Часть 1
7 января 2020 г. в 01:03
— Дикки! Стой.
Джон, сделавший вид, что Дикки – это совсем не он, и вообще не знает, кто это, вобрал голову в плечи и попытался выбежать из гримерки на сцену.
— Стой, я кому сказал!
Эх, опять не удалось.
— Фредди, может, не надо?
Меркьюри же, сложив руки в бока, и почесав залакированную шевелюру, продолжил:
— Надо, Дикки. Надо.
Джон бросил на него затравленный взгляд — ну, не иначе, как котенок, брошенный на растерзание двухлетнему ребенку. Фредди, хищно улыбнувшись, шагнул к нему навстречу, неумолимо прожигая огненными всполохами в черных глазах.
Жарко. Очень.
— Фредди… П-п-пожалуйста, не надо.
Джону хотелось провалиться, исчезнуть, сделать что угодно, лишь не смотреть в эти бездонные глаза, затягивающие в себя с головой. Дыхание предательски спирало. Безумный. Прекрасный. Такой взрослый, умный, немного развязный…

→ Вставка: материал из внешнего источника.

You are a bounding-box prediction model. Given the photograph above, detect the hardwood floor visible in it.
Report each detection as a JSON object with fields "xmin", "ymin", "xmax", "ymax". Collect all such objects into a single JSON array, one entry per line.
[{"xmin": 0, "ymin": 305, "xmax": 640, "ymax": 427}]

Сигарета, зажатая в губах Фредди, выпала, грозясь опалить их огненным жаром.
Или это его жар?
Фредди лишь ласково улыбнулся, будто говорил с ребенком, ногою затушил сигарету, и сделал последний шаг, невесомо прикоснувшись к Диккиной руке.
— Джонни, я буду аккуратен. Клянусь.
Последнее слово он почти прошептал, обжигая всю Диконовскую сущность своим терпким корично-сигаретным ароматом. Бархатистые губы почти коснулись носа — на каблуках он стал немного выше.
Блять, Фредди. Мне всего девятнадцать. Ты же видишь, я едва держусь. Я сгораю от стыда перед тобой…
Дикки кивнул, и часто, быстро заморгал, впившись взглядом в черноволосую грудь. Он чувствовал себя школьником, стоящим перед всем классом у доски. Эх, ладно, была — не была. Лишь бы удержаться, лишь бы не сорваться, неловко кинувшись на шею, или взрываясь от нахлынувших чувств…
Тогда я точно сбегу из группы, точно-точно.
Фредди тем временем потянулся к ящику гримерного столика, и достал оттуда нечто в черной блестящей обертке, продолговатое и длинное.
— Дикки, закрой глаза.
Джон послушно закрыл, стараясь не выдавать учащенное дыхание, но получалось это плохо, и Меркьюри лишь хихикнул в ответ.
Вдруг он ощутил, как его века коснулась тонкая холодная нить.
Боже милосердный, помоги. Прости меня за все грехи, о, Господи, прости…
Фредди водил кисточкой, как настоящий художник – долго, медленно, любуясь линией, наклоняя голову вбок и представляя в ней нечто светлое и прекрасное. Джон и был этим светлым и прекрасным, юным и свежим, как майская роза, требующая лишь одного – любви и нежности, достаточной, чтобы распуститься и цвести.
Нежное веко заблестело, а реснички — вспорхнули, словно бабочки, выбравшиеся из кокона. Джон воистину был моделью от Бога, рисовать на нем – одно бесконечное удовольствие, и Фредди растягивал его, как мог.
— Так, с правым закончили, давай теперь левое…
Его точеные пальцы ненавязчиво коснулись скулы, вызвав у Дикки новую волну бесконечных мурашек по телу.
— Не вертись, малыш, я почти закончил.
Джон послушно кивнул, сомкнув губки покрепче. Тонкая влажная кисть, как перышко, прошлась по левому глазу, лизнув веко, и испарилась, оставив после себя изящную черную линию.
— Вот так, хорошо… — выдохнул ему в губы художник, вновь коснувшись губами вздернутого носа — Можешь открывать глаза.
Ах, если бы можно было выразить себя словами… Но я – лишь воск в твоих бережных руках, податливый к тебе, позволяющий делать все, что ты захочешь.
Дикки удивленно смотрел в зеркало, поражаясь, как аккуратно легла косметика на его глаза. Взгляд изменился, и стал более выразительным, скрыв в себе извечное смущение. Джон вздохнул, и позволил себе невиданное — взял художника за руку, и тихо прошептал:
— Спасибо.
Фредди нежно улыбнулся, и провел свободной рукой по его каштановому локону, не позволяя себе лишнего, но и не отталкивая его:
— Ты прекрасен, Дикки. Я лишь подчеркнул в тебе это.